July '96 Volume 1996.3
Everybody's Talkin'
The Newsletter for Fans of Harry Nilsson Published Quarterly - $4.00
 

This Issue
Welcome

I am happy to report that the ET newsletter has attracted subscribers from all over the world. This issue will travel to England, Japan, Spain, and even Ohio. In this issue, we welcome some new contributors. Sue, Bruce, Shelly, and Curtis share their knowledge about, memories of, and enthusiasm for Harry and his music with us. And we get to visit with Zak Nilsson, Harry's oldest son (and perhaps one of Harry's biggest fans).

As always, if you feel you can help with the newsletter or just have a suggestion to make, please feel free write me at:

Roger Smith
c/o Roger Smith Software
P.O. Box 3745
Winter Springs, FL 32708
or through the Internet at roger@jadebox.com.


Beatlefest
Harry strikes a pose for Shelly Fuller - "I was in awe of Harry at the LA Beatlefest in '81--but not so much that I couldn't ask him to autograph my cardboard stand-up of Ringo Starr from Stop and Smell the Roses.

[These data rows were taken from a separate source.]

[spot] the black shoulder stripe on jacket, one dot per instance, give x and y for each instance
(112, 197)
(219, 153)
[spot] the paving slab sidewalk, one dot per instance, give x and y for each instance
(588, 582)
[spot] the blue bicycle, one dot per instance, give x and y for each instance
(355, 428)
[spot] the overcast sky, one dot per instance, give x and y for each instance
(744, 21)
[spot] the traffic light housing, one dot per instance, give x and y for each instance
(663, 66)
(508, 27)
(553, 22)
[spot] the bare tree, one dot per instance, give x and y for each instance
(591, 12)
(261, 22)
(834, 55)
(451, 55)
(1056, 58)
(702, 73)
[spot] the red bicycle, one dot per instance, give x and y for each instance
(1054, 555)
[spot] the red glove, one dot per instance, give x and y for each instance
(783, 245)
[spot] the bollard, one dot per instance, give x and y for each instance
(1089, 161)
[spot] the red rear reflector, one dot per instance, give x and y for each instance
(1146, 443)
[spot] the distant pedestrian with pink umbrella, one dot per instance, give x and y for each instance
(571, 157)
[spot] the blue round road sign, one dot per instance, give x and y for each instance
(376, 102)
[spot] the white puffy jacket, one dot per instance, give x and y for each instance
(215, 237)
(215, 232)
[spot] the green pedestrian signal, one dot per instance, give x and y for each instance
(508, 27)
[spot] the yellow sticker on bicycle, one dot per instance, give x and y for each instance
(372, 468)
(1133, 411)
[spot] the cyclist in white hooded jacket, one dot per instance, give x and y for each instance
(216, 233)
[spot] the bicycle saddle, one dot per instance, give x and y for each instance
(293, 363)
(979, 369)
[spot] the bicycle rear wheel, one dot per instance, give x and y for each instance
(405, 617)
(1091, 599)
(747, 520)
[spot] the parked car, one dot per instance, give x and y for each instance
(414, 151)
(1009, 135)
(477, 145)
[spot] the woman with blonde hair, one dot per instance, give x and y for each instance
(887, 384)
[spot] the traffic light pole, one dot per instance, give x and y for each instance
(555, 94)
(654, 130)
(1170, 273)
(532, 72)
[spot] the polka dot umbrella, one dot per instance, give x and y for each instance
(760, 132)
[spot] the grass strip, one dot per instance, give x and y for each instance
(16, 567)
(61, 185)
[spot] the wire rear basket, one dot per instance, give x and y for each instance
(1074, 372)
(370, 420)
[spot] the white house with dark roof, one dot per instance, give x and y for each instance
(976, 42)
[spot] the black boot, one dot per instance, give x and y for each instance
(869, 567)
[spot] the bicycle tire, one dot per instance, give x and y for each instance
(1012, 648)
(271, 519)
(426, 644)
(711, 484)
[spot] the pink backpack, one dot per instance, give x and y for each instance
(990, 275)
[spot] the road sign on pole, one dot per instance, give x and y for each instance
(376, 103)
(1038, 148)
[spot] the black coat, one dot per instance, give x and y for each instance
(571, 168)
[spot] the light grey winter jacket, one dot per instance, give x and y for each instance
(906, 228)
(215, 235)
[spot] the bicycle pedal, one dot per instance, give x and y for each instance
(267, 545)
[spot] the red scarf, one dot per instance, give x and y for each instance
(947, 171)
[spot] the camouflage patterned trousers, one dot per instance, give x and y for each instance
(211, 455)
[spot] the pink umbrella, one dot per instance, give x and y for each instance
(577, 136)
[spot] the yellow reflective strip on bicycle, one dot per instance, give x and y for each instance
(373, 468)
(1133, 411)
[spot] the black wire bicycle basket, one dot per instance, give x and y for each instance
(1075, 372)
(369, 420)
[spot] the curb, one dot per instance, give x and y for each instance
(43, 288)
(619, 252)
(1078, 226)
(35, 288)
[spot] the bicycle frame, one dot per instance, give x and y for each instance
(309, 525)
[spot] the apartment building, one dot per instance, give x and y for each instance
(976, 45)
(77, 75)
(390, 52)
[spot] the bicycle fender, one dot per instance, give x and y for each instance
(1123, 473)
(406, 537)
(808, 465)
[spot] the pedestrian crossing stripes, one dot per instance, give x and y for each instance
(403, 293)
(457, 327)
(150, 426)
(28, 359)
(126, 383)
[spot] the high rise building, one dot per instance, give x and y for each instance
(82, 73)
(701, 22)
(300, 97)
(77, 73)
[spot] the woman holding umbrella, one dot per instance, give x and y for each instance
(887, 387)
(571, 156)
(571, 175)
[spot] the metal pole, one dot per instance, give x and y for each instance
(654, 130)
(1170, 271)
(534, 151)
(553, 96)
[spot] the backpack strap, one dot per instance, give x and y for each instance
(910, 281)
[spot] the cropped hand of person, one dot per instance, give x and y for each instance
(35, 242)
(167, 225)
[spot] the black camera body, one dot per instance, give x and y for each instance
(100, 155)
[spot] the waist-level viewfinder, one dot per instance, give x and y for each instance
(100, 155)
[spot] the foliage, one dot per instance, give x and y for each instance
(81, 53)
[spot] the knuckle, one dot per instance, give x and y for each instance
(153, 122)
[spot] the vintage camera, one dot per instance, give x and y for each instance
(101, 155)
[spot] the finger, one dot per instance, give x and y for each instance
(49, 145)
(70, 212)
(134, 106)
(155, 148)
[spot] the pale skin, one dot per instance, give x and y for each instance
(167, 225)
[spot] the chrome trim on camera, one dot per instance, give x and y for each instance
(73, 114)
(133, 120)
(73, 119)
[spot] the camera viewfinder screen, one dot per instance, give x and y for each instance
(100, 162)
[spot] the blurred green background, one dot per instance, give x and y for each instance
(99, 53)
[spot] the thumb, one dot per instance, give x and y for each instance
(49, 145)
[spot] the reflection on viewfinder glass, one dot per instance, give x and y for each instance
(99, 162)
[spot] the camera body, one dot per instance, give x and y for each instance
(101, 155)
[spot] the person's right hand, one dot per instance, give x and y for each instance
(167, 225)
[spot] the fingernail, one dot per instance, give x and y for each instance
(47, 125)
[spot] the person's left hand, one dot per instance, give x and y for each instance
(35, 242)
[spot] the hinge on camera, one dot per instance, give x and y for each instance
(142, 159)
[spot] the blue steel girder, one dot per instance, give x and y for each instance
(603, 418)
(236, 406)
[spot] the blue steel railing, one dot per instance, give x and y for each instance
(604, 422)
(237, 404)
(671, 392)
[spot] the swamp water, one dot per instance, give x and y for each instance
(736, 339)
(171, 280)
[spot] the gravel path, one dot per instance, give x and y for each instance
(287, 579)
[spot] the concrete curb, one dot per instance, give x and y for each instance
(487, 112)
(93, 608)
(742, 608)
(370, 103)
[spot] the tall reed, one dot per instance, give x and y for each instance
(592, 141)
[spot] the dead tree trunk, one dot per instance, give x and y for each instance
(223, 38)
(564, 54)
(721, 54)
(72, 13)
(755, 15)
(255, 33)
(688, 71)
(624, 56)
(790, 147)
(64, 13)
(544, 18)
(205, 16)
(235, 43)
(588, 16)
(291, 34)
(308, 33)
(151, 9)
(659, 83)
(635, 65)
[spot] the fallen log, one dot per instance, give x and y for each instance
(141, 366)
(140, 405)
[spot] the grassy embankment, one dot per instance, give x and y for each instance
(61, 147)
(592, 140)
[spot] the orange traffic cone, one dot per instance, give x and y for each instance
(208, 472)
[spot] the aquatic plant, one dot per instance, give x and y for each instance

He even obliged when I asked him if I could take a picture of him with a rose in his teeth. I have many funny, happy memories of him from that weekend that make me smile all the more when I listen to his music, or hear someone say they like him, too."


Interview: Zak Nilsson

Zak & Dad

ET caught up with Zak Nilsson somewhere in Cyberspace where this interview was conducted over a period of a few weeks. Many of the questions were suggested by readers of the NilssonWeb Mailing List. The pictures are from Zak's web page at http://www.jlc.net/~znilsson/.

ET: If this were a Playboy interview (yeah, I buy it for the interviews!), there would be an introduction where I talk about meeting you under some strange circumstances then I'd give a little background biographical information about you. So, I'll start there. Who the hell are you? Oops, Sorry ...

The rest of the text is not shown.